Change Your Image
Skon
Reviews
The Spirit (2008)
Lionsgate and Frank Miller are officially on Santa's naughty list with this Xmas disaster film
The Spirit is a film with few virtues. There's a fingerful but that's it.
Gabriel Macht delivers a certain charisma in the titular role as Will Eisner's classic middle-class superhero. This is his first time carrying a movie and had the focus been shifted more on him, his antics and his conflicts it would have been a better film. We witness some lovely moments when The Spirit talks about the love he has for his city, echoing something at the very heart of the superhero mythos. One scene has him even using the city as a shield, a weapon and a guide in his role as its guardian. These are poignant moments that evoke that somewhere underneath all the terribleness there might have been a spark of a good film here.
That's where all the virtues end.
People will probably gravitate to the cinematography of Bill Pope which does its best to marry Frank Miller's Sin City with the pulp comics of The Spirit's origins. But as pretty as the cinematography does look here and there, most of it is too busy, too dark and too careless. As a film that tries to show the protagonist's relationship with his city the cinematography should have created a sense of being in a vast metropolis. Instead the visuals feel completely green-screened and the effect is that the film ends up looking like it was shot on a stage instead of in a wide open city. There is also something that feels unfinished about the green-screening process as though some more work needed to be done and as such the film has the look of the cut scenes out of late 90's full motion video games with the characters standing out from rendered CGI effects like sore thumbs.

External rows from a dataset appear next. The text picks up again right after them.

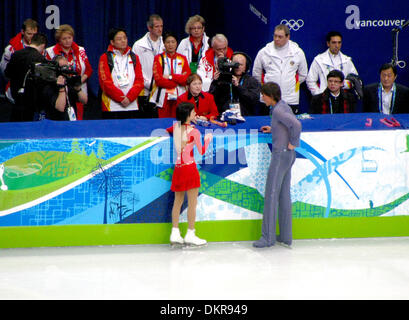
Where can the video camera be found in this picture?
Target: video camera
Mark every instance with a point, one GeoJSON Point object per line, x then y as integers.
{"type": "Point", "coordinates": [49, 72]}
{"type": "Point", "coordinates": [226, 68]}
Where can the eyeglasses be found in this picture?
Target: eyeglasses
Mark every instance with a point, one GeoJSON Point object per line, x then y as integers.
{"type": "Point", "coordinates": [334, 81]}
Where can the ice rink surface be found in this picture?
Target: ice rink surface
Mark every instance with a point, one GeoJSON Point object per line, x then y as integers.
{"type": "Point", "coordinates": [370, 268]}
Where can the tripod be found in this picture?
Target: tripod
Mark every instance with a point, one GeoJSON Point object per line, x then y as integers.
{"type": "Point", "coordinates": [395, 35]}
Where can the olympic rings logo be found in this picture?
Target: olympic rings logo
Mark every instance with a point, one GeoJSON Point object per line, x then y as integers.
{"type": "Point", "coordinates": [292, 24]}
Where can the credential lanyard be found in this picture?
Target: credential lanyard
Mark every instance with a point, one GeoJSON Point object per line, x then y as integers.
{"type": "Point", "coordinates": [333, 65]}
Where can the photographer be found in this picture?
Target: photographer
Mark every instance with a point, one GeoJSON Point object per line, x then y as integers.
{"type": "Point", "coordinates": [57, 97]}
{"type": "Point", "coordinates": [22, 91]}
{"type": "Point", "coordinates": [235, 87]}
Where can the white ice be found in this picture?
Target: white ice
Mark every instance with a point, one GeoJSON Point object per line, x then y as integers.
{"type": "Point", "coordinates": [372, 268]}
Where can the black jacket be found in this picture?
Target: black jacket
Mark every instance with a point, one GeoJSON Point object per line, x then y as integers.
{"type": "Point", "coordinates": [371, 100]}
{"type": "Point", "coordinates": [18, 66]}
{"type": "Point", "coordinates": [247, 94]}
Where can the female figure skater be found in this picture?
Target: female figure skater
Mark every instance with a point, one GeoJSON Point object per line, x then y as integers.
{"type": "Point", "coordinates": [186, 176]}
{"type": "Point", "coordinates": [285, 131]}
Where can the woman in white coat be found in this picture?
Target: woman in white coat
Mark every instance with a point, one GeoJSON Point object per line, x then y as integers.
{"type": "Point", "coordinates": [194, 46]}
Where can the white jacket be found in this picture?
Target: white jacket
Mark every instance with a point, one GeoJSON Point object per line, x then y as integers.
{"type": "Point", "coordinates": [322, 65]}
{"type": "Point", "coordinates": [288, 72]}
{"type": "Point", "coordinates": [144, 50]}
{"type": "Point", "coordinates": [185, 47]}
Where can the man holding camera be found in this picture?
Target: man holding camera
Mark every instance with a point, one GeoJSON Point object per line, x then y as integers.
{"type": "Point", "coordinates": [235, 87]}
{"type": "Point", "coordinates": [59, 99]}
{"type": "Point", "coordinates": [17, 70]}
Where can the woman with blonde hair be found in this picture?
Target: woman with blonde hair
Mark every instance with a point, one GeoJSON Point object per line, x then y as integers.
{"type": "Point", "coordinates": [196, 44]}
{"type": "Point", "coordinates": [75, 55]}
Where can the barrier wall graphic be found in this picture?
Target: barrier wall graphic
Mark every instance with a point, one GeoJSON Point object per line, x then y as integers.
{"type": "Point", "coordinates": [127, 180]}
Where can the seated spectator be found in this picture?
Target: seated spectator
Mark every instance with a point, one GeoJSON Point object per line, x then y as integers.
{"type": "Point", "coordinates": [387, 96]}
{"type": "Point", "coordinates": [194, 46]}
{"type": "Point", "coordinates": [170, 72]}
{"type": "Point", "coordinates": [242, 90]}
{"type": "Point", "coordinates": [120, 78]}
{"type": "Point", "coordinates": [56, 98]}
{"type": "Point", "coordinates": [334, 99]}
{"type": "Point", "coordinates": [75, 55]}
{"type": "Point", "coordinates": [205, 106]}
{"type": "Point", "coordinates": [332, 59]}
{"type": "Point", "coordinates": [207, 68]}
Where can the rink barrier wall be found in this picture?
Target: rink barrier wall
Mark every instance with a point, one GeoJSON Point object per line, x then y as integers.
{"type": "Point", "coordinates": [212, 231]}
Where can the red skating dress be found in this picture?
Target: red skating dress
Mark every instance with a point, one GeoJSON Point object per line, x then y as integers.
{"type": "Point", "coordinates": [186, 176]}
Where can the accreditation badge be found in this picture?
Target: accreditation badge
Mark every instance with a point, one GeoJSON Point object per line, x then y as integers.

This is Frank Miller's first time out as a solo director. He is credited with co-directing Sin City and after seeing this film one realizes that Miller had very little to do with the physical directing on that film. It's sad to see one of the greatest comic book creators of all time helpless in trying to do justice to Will Eisner's creations. Miller even casts himself as a police officer whose head gets ripped off and used as a blunt weapon in the film's opening. One wonders if that was CGI or if the lack of any thinking going into this film can be blamed on Miller's headlessness. Either way it's an apt metaphor for a project that steams forward without any direction.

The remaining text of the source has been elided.